A Cross-site request forgery vulnerability exists in ipa/session/login_password in all supported versions of IPA. This flaw allows an attacker to trick the user into submitting a request that could perform actions as the user, resulting in a loss of confidentiality and system integrity. During community penetration testing it was found that for certain HTTP end-points FreeIPA does not ensure CSRF protection. Due to implementation details one cannot use this flaw for reflection of a cookie representing already logged-in user. An attacker would always have to go through a new authentication attempt.
This vulnerability carries a MEDIUM severity rating with a CVSS v3.1 score of 6.5, indicating it can be exploited remotely over the network with relatively low complexity though user interaction is required and does not require pre-existing privileges . The vulnerability impacts integrity (unauthorized modifications), for affected systems. Impacting 21 products from freeipa, from fedoraproject, from redhat and 18 others, organizations running these solutions should prioritize assessment and patching.

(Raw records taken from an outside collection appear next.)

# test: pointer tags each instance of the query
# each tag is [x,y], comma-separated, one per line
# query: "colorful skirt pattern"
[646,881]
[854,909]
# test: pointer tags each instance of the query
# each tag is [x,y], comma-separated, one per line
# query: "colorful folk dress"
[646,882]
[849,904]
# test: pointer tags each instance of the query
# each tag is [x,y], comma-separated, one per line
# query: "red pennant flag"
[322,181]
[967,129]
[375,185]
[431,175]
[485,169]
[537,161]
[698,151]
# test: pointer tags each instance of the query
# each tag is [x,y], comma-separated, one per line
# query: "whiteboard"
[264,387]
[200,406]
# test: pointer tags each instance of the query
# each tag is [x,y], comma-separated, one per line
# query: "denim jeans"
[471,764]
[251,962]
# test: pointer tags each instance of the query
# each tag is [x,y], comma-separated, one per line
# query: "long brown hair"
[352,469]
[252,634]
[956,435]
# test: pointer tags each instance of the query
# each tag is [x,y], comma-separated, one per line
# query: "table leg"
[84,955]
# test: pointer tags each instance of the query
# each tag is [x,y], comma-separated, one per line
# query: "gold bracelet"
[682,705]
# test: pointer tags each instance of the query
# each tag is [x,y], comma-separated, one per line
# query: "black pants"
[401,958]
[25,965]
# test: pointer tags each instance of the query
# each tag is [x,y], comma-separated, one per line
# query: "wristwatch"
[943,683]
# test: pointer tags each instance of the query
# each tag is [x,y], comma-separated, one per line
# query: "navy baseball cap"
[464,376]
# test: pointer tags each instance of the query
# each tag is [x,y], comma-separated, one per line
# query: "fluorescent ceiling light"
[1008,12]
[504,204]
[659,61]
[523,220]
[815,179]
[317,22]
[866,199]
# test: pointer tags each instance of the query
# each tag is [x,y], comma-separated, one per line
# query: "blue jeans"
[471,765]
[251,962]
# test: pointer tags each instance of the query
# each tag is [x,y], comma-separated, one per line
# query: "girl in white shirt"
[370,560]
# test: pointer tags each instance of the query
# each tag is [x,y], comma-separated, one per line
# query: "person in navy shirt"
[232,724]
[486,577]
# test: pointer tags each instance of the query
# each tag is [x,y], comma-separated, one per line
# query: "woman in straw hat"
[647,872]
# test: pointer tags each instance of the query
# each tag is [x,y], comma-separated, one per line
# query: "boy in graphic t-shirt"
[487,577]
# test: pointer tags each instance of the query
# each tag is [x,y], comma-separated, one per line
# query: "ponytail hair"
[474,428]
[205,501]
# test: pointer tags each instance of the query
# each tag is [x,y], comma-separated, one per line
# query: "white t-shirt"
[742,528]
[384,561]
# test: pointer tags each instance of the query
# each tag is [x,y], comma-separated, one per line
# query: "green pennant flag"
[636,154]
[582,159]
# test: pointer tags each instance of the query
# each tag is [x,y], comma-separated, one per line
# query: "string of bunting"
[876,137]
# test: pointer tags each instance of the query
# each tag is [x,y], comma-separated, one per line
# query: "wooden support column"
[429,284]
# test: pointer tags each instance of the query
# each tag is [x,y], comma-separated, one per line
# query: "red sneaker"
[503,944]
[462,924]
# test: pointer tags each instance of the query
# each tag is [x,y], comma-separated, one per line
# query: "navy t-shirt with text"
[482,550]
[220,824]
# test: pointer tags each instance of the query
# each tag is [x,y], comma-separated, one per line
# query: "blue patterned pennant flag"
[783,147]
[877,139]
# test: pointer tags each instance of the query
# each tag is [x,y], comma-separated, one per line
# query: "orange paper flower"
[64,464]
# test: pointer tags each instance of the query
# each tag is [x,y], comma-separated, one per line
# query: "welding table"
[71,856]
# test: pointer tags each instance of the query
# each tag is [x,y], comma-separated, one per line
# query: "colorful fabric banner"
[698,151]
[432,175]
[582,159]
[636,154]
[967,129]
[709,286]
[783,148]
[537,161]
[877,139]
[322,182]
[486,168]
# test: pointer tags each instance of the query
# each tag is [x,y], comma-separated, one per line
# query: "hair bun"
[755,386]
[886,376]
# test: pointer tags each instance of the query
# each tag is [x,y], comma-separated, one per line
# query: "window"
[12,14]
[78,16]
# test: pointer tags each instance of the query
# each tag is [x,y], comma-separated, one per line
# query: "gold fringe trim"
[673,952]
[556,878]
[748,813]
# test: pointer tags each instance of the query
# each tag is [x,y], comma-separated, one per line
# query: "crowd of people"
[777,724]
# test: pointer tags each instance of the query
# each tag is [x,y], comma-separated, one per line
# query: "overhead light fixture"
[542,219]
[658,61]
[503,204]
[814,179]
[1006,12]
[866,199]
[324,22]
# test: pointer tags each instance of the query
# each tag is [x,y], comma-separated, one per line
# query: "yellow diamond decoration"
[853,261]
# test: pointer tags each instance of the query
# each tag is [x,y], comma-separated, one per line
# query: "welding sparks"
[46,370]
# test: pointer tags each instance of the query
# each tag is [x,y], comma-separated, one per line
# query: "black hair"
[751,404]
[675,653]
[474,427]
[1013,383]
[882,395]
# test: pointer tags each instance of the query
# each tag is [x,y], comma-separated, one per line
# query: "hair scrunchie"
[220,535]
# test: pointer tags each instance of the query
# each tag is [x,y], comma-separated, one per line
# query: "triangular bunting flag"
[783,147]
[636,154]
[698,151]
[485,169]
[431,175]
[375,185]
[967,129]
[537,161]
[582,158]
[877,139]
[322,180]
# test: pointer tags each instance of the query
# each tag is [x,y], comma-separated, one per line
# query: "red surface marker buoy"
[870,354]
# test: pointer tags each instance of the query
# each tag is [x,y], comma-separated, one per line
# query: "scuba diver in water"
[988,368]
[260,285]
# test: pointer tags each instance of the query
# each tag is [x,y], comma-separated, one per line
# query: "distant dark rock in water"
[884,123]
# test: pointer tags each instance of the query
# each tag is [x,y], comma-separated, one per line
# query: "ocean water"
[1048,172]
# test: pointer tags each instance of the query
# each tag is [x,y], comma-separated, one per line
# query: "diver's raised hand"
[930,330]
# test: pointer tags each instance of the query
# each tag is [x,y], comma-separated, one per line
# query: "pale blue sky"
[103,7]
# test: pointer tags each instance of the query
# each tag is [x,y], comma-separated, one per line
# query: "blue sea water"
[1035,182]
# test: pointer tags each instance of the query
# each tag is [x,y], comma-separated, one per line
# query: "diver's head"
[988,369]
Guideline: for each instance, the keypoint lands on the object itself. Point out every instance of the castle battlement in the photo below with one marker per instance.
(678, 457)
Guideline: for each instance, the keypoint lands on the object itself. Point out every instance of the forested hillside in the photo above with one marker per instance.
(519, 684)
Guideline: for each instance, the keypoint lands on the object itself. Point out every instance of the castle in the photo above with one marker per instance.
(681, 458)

Reported in 2024, this vulnerability emerged during an era marked by increased sophistication in supply chain attacks, cloud infrastructure vulnerabilities, and software-as-a-service (SaaS) security challenges. Security practices during this period emphasized zero-trust architectures, container security, and API protection.
2024-01-10T13:15:48.643
2024-11-21T08:41:47.993
Modified
CVSSv3.1: 6.5 (MEDIUM)
SecUtils normalizes and enriches National Vulnerability Database (NVD) records by standardizing vendor and product identifiers, aggregating vulnerability metadata from both NVD and MITRE sources, and providing structured context for security teams. For freeipa's affected products, we extract Common Platform Enumeration (CPE) data, Common Weakness Enumeration (CWE) classifications, CVSS severity metrics, and reference data to enable rapid vulnerability prioritization and asset correlation. This record contains no exploit code, proof-of-concept instructions, or attack methodologies—only defensive intelligence necessary for patch management, risk assessment, and security operations.